第54章病情恶化
别墅卧室的遮光帘拉得严实,只留一条缝隙,漏进丝缕惨白的天光,落在顾沉舟枕边的监护仪上。屏幕上跳动的曲线忽高忽低,像被狂风搅乱的湖面,伴着规律的“滴滴”声,在寂静的房间里格外刺耳。
“39度8。”护士小张收回体温枪,声音压得极低,指尖捏着酒精棉,小心翼翼地擦过顾沉舟的耳后。他的皮肤烫得惊人,连耳廓都泛着不正常的潮红,几缕汗湿的黑发贴在额角,黏得很紧。
旁边的输液架上挂着两瓶药液,一瓶是营养剂,一瓶是广谱解毒剂,液体正顺着透明的管子,缓慢地往顾沉舟手背上的留置针里流。他的手背比昨天更瘦了,腕骨凸起得明显,留置针周围的皮肤泛着淡红,像晕开的水渍——早上换药时只是轻微红肿,现在已经蔓延到了小臂。
“顾总对胶布也过敏了。”小张轻声对进来的秦医生说,手里拿着剪子,正小心地剪掉固定留置针的胶布,“刚才换了无纺布的,还是红了。”
秦医生没说话,先看了眼监护仪上的血氧饱和度——92%,比一小时前又降了2个点。他伸手按在顾沉舟的颈动脉上,指尖能清晰地感受到脉搏的急促,像擂鼓似的,跳得又快又乱。
“瞳孔对光反射怎么样?”秦医生问。
小张拿起手电筒,轻轻拨开顾沉舟的眼皮。他的睫毛很长,此刻却毫无生气地垂着,眼白泛着血丝,瞳孔在光束下缩了缩,反应慢得像生锈的齿轮。“还是迟钝。”小张放下手电筒,声音发颤,“秦医生,他刚才好像醒了一下,嘴里含糊地说了句什么,我没听清。”
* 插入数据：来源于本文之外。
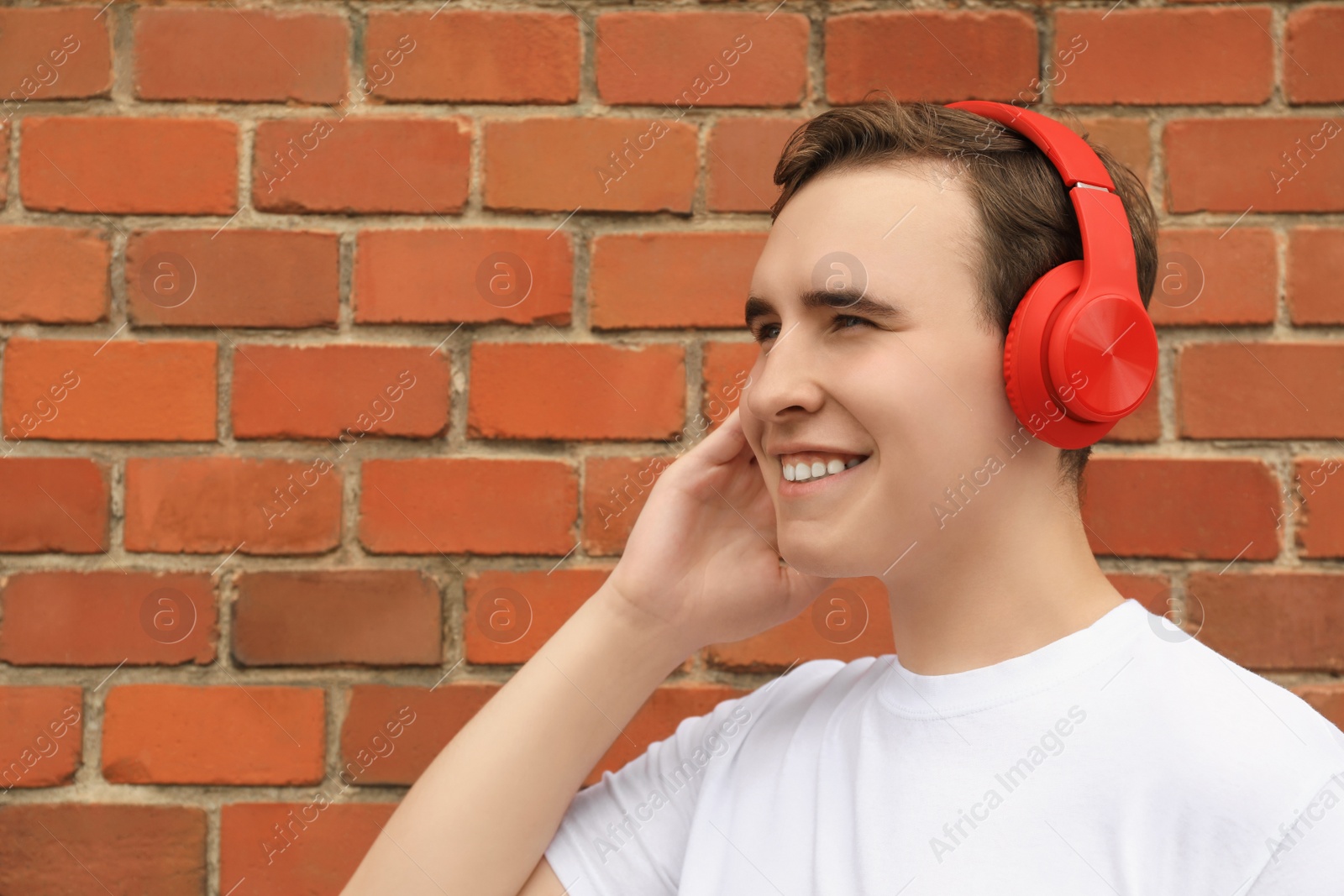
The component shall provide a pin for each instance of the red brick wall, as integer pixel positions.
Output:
(232, 235)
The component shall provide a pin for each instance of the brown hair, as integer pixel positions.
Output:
(1027, 222)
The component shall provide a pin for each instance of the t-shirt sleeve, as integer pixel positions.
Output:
(1307, 852)
(628, 833)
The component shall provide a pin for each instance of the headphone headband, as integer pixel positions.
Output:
(1081, 342)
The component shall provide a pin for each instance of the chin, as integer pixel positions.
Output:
(822, 560)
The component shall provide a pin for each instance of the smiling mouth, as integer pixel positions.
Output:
(803, 477)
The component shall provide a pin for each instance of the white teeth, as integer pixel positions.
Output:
(803, 472)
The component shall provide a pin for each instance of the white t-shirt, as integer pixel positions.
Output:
(1126, 759)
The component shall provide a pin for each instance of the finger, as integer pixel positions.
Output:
(725, 443)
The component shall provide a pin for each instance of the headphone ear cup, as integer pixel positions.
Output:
(1026, 375)
(1027, 369)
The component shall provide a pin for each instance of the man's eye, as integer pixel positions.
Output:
(764, 332)
(851, 317)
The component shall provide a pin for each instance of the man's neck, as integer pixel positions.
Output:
(1001, 589)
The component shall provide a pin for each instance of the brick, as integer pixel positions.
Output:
(671, 280)
(468, 55)
(440, 714)
(1272, 621)
(936, 56)
(850, 620)
(257, 506)
(53, 504)
(1144, 423)
(615, 492)
(104, 618)
(1281, 164)
(367, 617)
(40, 736)
(474, 275)
(167, 734)
(1153, 591)
(1215, 275)
(468, 506)
(54, 275)
(390, 735)
(689, 60)
(1187, 510)
(129, 165)
(658, 719)
(511, 614)
(1163, 56)
(739, 165)
(362, 164)
(1315, 270)
(1327, 700)
(347, 391)
(602, 164)
(233, 278)
(82, 848)
(1316, 500)
(575, 391)
(198, 53)
(114, 391)
(318, 852)
(1284, 390)
(53, 54)
(726, 369)
(1312, 67)
(1126, 139)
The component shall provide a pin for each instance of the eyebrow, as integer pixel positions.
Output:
(851, 300)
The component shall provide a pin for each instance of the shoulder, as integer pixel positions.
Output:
(1245, 746)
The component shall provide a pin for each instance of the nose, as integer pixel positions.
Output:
(784, 380)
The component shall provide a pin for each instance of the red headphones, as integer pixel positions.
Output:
(1081, 351)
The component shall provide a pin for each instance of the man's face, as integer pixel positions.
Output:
(920, 392)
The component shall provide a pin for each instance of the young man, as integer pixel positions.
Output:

秦医生俯身,仔细看顾沉舟的脸。他的嘴唇干裂得厉害,起了层白屑,嘴角还沾着点未咽下去的药液。昨天还能勉强喝下半杯温水,今天早上喂药时,刚碰到嘴唇就呛得剧烈咳嗽,药汁洒了大半,顺着下巴往下淌,在颈侧洇出片深色的痕迹。
“别硬喂了。”秦医生直起身,指了指床头柜上的鼻饲管,“准备鼻饲吧,营养得跟上,不然撑不住。”
小张应了声,刚转身去拿器械,床上的人忽然动了动。顾沉舟的眉头猛地蹙起,喉间发出低低的呻吟,像被什么东西蛰了似的,手腕用力一挣,竟把留置针的针头带了出来!血珠顺着针孔往外冒,很快在苍白的手背上凝了个小红点。
“顾总!”小张赶紧扑过去按住针孔,“您别动!”
顾沉舟没应声,眼睛半睁着,视线散着,像是没聚焦。他的手还在乱抓,指尖刮过床单,留下几道凌乱的褶皱,指甲缝里嵌了点棉絮,看着格外刺眼。秦医生伸手按住他的肩膀,掌心能感受到皮下肌肉的紧绷,像拉满的弓。
“顾总,是我,秦医生。”秦医生的声音放得极缓,“您觉得哪里不舒服?”
顾沉舟的嘴唇动了动,发出些含混的气音。小张凑过去听了半天,才勉强辨出两个字:“……吵。”